We have an example of a somewhat more modern date in the Knave of Diamonds (Fig. 4), in which the costume and character point to the early part of the sixteenth century as the period of their production. This also is from a fragment discovered in the boards of an old book—a source which may be commended to the watchfulness of the bookbinder, as the bindings of old books are still likely to provide other interesting examples.
FIG. 5
Before us are parts of two packs of cards which were discovered in Edinburgh, in 1821, pasted up in a book of household accounts, one of its leaves bearing the date of 1562; and it would be no great stretch of fancy to believe that they were taken to Edinburgh by some follower of Mary Queen of Scots on her return to Scotland a year before this date. These cards are of Flemish make; on one of them is the name "Jehan Henault," who was a card-maker in Antwerp in 1543, and in passing we may remark that at this period there was a considerable trade between London and France in playing cards of Flemish manufacture. Old playing cards may be looked for in most unlikely places; a few years ago two nearly complete packs were found wedged in an old cross-bow, for the purpose of securing the bow where it had worked loose in the head; they were of sixteenth century manufacture, and had doubtless been the means of relieving the tedium of many a weary watch or waiting, in field or fortress, before they found their resting-place of a couple of centuries in the obsolete missive weapon where they were discovered.

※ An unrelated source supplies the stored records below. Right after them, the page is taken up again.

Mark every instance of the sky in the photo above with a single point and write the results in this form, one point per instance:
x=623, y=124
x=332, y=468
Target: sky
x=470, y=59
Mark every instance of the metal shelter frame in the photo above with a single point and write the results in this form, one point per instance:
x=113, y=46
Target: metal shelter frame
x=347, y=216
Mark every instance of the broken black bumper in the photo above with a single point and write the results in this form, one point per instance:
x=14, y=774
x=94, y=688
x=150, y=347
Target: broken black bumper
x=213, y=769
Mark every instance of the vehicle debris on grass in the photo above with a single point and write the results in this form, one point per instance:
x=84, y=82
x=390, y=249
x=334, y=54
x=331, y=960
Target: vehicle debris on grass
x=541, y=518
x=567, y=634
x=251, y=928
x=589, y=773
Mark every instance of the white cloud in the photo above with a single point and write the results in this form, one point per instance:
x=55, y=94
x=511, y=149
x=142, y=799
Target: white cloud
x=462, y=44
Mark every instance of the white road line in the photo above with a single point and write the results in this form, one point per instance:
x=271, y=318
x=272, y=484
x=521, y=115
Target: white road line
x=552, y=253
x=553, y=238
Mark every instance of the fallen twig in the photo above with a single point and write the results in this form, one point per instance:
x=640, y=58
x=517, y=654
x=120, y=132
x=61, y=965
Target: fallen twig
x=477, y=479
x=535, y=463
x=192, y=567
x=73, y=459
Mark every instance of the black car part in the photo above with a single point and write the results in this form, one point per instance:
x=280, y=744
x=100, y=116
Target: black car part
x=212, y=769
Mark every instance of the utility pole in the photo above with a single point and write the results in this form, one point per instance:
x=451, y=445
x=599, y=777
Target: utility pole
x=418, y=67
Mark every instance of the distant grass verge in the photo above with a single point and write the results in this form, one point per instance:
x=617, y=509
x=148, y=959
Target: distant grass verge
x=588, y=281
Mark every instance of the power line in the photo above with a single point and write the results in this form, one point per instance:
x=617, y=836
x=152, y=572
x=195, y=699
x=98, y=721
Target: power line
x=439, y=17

We find on many cards some attempts at portraiture. Thus we have in Fig. 5 Clovis as the King of Clubs, but depicted in a costume of the time of Henry IV. of France, the card itself being of that period. This, as well as Fig. 4, is from a pack of fifty-two "Numeral" cards, printed from wood-block and stencilled in colour.
FIG. 6.
Returning to "Tarots," we have in Fig. 6 (Le Fou) one of the cards designed by Mitelli about 1680, it is said to the order of a member of the Bentivoglio family (parts of whose armorial bearings are to be found on many of the cards), for the "Tarrocchini di Bologna," a special form of the game of Tarot, a series of spirited designs of vigorous and careful drawing, and the most artistically valuable of any of the Tarots with which we are acquainted. In them not only the Tarot series but the ordinary suits display a quaint conception and generally elegant design.
It is curious to note that in the eleven packs or parts of packs of these Bolognese cards which we have met with in various parts of Europe there is not any uniformity of manufacture, but while the designs are the same and evidently produced from the same copper plates, the making of them into cards for the purpose of play bears indication of what might be termed a "domestic" manufacture. For some time the game was interdicted in Bologna, and it is possible that this may have induced a surreptitious production and illicit sale of the cards. Fortunately, the interdict did not prevent the preservation to us of this interesting series.